The USS Vesole, foreground, a radar picket ship, steams alongside the Soviet freighter Polzunov, outbound from Cuba, in the Atlantic Ocean, November 1962. AP Photo

Most famously, President John F. Kennedy invoked the Monroe Doctrine during the 1962 Cuban Missile Crisis, using the principle of opposing external interference in the Americas to justify confronting Soviet missile installations in Cuba.

Kennedy ordered a naval blockade of the island and issued a stark warning: any missile launched from Cuba would be seen as an attack by the Soviets on the US or its allies, and would be met with massive retaliation.

This was a crucial modern reiteration of the doctrine, shifting it from merely opposing European colonialism to countering the Soviet Union's attempts to wield influence in the Americas.

From Monroe to Reagan

In the 1980s, President Ronald Reagan invoked the Monroe Doctrine to justify aggressive US intervention in Central America, particularly supporting anti-communist Contra rebels in Nicaragua against the leftist Sandinista government.

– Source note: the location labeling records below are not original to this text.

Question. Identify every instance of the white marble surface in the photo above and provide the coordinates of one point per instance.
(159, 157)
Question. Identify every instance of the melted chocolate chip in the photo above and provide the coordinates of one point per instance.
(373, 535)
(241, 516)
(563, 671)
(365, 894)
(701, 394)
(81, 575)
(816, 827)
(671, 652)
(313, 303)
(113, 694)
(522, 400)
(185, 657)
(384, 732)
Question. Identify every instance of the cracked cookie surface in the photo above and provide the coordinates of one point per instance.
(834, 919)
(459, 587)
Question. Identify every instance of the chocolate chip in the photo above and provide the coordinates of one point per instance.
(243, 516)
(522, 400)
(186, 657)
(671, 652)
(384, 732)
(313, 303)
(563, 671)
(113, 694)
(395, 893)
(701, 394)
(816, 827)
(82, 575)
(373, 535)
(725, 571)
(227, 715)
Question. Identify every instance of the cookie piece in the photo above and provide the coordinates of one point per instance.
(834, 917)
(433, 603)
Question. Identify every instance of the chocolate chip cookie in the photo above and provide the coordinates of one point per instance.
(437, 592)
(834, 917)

This policy, sometimes called the "Reagan Doctrine", aimed to roll back Soviet-backed influence in countries from El Salvador to Guatemala. Critics in the US and Latin America frequently denounced the approach as “imperialist”.

This aerial view of Panama City, made Sunday Dec. 25, 1989 shows of the destruction resulting from the american invasion of Panama. (AP Photo/Michael Strovato)
This aerial view of Panama City, made Sunday Dec. 25, 1989 shows of the destruction resulting from the american invasion of Panama. (AP Photo/Michael Strovato) AP Photo

Another prominent modern invocation of the Monroe Doctrine prior to the Maduro capture was the US invasion of Panama in 1989, when President George H.W. Bush ordered US forces to remove military leader Manuel Noriega over allegations that he led a drug-running operation.

The US has levelled similar charges against Maduro, accusing him of running a "narco-state” and stealing American oil.

Maduro has denied those claims and said Washington was intent on taking control of his nation's oil reserves.

While various Latin American governments oppose Maduro and say he stole the 2024 vote, Trump's boasts about controlling Venezuela and exploiting its oil revive painful memories of past US interventions in Latin America that are generally opposed by governments and people in the region.

Whether Trump will prevail in the court of public opinion at home and in Latin America will largely depend on his actions toward Venezuela in the next weeks and months.

Trump also runs the risk of alienating some of his own supporters, who have backed his "America First" agenda and oppose foreign interventions Monroe Doctrine-style.

And they will have a voice: Congressional midterm elections are just ten months away.